Panicked clubgoers crushed each other to death in a popular Russian nightspot as they tried to flee a fast-moving fire that one eyewitness told The Associated Press was started by pyrotechnic fountains set up on the stage.

Officials said 103 people died when the fire tore through the popular Lame Horse nightclub in the city of Perm late Friday, filling the crowded barracks-like building with thick black smoke. Authorities said they arrested the registered owner of the club and the manager.

Officials said the club managers ignored repeated demands from authorities to change the club's interior to comply with fire safety standards. "They have neither brains, nor conscience," Russian President Dmitry Medvedev said, urging a tough punishment for the culprits.

Officials said most of the dead suffocated or were crushed at the exit.

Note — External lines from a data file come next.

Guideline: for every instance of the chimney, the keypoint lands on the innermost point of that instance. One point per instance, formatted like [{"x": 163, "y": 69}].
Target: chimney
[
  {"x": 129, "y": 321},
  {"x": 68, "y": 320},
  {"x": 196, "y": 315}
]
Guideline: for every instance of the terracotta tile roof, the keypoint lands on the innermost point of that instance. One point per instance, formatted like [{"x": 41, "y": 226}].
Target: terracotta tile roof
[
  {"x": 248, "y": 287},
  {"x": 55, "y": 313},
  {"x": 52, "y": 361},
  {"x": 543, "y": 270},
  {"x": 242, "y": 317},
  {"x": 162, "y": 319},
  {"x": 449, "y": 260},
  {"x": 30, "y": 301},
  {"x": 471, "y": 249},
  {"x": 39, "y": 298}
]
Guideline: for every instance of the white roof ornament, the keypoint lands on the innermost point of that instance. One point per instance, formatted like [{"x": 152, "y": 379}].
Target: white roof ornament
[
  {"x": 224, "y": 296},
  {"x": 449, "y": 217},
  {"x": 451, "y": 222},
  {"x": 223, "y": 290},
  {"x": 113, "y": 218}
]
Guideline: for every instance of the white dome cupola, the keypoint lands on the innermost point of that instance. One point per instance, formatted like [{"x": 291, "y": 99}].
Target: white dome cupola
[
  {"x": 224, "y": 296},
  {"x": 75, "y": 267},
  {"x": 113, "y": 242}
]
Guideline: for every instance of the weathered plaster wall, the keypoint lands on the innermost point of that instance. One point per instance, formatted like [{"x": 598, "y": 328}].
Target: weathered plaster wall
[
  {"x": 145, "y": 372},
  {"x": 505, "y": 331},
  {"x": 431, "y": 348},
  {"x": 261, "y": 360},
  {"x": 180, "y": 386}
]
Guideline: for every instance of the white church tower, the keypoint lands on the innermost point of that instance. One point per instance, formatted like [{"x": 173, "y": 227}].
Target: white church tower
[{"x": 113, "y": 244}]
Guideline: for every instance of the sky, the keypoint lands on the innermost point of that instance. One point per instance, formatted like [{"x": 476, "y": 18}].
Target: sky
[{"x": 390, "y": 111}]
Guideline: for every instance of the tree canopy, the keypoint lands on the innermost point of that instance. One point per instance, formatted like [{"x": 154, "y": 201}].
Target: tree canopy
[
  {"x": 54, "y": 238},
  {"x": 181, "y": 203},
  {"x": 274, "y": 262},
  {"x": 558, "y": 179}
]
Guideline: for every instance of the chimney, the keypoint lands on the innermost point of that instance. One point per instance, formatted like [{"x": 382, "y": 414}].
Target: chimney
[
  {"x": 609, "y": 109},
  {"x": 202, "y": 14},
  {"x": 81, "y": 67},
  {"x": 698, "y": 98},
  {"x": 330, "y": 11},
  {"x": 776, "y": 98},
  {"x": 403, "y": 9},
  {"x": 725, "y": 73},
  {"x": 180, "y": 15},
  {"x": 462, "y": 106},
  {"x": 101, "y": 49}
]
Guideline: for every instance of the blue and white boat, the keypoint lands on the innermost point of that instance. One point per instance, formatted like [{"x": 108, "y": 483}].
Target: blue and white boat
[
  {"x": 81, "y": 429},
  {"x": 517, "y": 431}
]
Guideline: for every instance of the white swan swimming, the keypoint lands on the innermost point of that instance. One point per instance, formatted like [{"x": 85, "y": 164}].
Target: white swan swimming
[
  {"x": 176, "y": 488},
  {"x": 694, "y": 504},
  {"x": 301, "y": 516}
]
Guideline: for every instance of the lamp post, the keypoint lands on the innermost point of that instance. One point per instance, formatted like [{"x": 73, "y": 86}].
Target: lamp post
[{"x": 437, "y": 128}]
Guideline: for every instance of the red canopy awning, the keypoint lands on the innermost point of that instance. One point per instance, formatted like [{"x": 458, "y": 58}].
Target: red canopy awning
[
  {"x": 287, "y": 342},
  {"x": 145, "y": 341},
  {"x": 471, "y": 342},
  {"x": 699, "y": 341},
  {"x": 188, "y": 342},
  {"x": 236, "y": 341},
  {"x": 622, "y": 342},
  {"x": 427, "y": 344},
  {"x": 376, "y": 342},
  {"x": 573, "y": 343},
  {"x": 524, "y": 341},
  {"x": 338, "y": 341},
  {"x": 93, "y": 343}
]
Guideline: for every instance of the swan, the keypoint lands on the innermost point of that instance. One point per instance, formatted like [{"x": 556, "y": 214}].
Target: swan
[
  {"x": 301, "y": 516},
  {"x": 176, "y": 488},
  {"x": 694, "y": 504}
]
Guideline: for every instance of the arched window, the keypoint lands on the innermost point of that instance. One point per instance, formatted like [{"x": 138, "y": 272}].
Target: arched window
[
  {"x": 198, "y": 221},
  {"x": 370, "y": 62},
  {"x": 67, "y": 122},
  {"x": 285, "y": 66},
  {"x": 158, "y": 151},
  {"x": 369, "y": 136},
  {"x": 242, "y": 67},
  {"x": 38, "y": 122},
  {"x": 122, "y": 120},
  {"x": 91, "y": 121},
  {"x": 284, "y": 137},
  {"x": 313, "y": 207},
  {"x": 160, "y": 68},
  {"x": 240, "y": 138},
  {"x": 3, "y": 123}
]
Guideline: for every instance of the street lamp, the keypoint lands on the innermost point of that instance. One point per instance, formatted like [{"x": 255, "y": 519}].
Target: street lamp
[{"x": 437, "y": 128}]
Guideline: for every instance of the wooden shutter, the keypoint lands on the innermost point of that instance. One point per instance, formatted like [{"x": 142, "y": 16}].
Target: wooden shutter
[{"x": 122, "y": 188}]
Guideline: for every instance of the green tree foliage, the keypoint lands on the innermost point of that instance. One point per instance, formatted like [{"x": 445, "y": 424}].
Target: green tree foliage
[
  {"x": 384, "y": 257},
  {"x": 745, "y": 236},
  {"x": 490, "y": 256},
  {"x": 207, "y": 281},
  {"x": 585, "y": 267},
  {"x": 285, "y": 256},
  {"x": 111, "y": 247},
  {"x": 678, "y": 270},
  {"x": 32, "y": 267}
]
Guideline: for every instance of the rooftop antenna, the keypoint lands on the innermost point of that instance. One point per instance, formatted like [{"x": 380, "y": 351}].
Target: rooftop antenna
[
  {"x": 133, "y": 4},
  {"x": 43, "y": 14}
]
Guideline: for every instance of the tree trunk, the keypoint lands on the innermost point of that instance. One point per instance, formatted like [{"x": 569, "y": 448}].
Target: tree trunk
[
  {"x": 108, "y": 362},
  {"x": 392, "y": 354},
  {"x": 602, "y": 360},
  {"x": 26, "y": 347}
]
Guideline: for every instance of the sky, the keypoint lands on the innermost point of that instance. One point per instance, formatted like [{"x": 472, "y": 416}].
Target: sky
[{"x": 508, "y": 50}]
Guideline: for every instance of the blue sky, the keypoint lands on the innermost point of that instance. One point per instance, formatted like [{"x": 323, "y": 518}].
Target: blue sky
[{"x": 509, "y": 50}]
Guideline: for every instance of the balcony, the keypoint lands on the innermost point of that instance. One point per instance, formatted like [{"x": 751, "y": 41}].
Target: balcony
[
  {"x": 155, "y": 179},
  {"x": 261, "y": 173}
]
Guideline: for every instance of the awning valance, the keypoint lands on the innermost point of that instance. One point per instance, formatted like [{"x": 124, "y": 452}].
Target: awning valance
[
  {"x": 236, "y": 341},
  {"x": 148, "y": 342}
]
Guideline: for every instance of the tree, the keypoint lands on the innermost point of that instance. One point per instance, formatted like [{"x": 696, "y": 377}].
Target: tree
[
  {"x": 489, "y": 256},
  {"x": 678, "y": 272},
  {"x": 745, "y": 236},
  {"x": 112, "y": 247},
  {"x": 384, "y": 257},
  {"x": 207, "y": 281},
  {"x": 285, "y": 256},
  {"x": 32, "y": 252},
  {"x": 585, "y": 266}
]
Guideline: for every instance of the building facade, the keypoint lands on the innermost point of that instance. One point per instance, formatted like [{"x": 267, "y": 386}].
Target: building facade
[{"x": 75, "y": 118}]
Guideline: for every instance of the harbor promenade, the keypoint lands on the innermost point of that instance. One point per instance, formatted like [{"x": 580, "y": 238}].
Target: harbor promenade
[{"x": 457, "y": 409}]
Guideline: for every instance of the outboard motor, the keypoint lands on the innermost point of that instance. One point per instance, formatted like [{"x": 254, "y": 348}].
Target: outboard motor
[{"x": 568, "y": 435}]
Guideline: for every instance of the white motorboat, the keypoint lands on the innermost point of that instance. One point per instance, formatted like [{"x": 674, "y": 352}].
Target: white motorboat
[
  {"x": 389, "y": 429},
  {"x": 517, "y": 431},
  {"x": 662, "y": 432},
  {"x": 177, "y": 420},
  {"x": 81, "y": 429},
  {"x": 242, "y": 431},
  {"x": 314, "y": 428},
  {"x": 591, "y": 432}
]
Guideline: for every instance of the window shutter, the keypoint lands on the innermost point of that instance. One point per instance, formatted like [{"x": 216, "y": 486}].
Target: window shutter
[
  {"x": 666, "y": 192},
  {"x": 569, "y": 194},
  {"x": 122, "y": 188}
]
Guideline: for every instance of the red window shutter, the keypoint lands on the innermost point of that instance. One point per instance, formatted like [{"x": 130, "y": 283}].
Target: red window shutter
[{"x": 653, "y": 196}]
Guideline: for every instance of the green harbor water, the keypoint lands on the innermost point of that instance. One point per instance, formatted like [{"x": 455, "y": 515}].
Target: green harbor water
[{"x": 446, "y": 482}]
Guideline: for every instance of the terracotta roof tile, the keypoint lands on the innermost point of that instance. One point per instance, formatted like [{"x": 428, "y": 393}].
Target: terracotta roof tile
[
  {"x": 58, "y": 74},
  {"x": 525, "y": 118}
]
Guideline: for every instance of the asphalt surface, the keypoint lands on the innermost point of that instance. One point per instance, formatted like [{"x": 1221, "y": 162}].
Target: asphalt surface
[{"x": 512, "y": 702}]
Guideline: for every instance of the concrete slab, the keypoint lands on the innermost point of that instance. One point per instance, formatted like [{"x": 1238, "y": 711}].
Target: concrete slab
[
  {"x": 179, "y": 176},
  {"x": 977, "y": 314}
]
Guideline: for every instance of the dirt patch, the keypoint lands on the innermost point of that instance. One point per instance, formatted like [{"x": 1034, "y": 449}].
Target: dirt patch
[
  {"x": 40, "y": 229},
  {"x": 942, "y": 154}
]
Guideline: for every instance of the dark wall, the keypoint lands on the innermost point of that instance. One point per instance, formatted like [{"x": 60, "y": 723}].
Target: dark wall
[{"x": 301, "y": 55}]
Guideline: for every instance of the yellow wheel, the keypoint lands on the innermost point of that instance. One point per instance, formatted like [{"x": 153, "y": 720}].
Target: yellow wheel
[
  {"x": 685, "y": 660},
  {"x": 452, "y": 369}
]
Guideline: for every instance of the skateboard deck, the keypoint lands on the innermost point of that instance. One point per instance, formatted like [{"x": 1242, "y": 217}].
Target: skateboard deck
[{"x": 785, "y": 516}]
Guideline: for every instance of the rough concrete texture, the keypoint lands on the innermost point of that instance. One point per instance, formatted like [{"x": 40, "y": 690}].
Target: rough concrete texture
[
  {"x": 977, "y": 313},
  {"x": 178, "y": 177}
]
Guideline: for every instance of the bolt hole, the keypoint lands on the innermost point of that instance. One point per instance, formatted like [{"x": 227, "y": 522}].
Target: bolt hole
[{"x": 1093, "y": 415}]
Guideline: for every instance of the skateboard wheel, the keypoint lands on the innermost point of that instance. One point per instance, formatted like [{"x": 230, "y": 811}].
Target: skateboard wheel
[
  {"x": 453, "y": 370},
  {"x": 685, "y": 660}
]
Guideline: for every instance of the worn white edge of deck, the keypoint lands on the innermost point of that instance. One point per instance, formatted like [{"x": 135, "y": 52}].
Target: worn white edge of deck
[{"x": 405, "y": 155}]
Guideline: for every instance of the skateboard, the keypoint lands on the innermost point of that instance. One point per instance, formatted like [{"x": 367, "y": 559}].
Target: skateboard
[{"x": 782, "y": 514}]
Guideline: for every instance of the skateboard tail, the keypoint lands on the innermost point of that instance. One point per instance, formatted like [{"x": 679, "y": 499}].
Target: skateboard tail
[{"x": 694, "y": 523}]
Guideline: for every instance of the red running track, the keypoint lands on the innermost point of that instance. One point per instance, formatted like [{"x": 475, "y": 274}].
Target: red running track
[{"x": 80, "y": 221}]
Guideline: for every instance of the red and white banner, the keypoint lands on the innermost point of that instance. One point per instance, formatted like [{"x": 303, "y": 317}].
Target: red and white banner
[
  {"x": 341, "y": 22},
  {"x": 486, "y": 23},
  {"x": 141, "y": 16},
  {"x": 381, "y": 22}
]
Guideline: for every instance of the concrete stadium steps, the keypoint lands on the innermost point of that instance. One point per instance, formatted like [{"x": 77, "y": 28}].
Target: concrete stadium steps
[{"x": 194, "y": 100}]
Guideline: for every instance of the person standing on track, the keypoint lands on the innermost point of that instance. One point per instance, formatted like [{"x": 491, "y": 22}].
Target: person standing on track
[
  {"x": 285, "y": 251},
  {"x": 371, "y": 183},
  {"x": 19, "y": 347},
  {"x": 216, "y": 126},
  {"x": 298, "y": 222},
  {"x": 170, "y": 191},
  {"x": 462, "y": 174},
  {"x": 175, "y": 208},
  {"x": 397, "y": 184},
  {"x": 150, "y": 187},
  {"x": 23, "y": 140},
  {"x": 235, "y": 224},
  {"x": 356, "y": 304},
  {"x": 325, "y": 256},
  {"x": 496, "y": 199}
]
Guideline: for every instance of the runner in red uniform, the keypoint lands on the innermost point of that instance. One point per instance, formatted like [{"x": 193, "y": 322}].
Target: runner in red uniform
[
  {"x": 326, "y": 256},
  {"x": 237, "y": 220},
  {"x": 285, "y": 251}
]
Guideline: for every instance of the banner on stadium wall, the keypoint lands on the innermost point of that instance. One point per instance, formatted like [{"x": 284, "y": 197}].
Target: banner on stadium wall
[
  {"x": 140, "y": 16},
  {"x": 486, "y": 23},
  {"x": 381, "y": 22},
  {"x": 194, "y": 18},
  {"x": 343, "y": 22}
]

"The fire spread very quickly," said Marina Zabbarova, chief investigator for the local prosecutor's office. "Panic arose which led to a mass death of people."

News footage shot later outside the Lame Horse showed charred bodies lying in rows on the ground amid a light snowfall. Rescue workers carried bodies on stretchers into waiting vans.

Svetlana Kuvshinova, who was in the nightclub when the blaze broke out, told the AP it started after three fireworks fountains spewed sparks, igniting the plastic ceiling.

"The fire took seconds to spread," she said. "It was like a dry haystack. There was only one way out. They nearly stampeded me."

Another clubgoer said panic spread quickly through the crowd.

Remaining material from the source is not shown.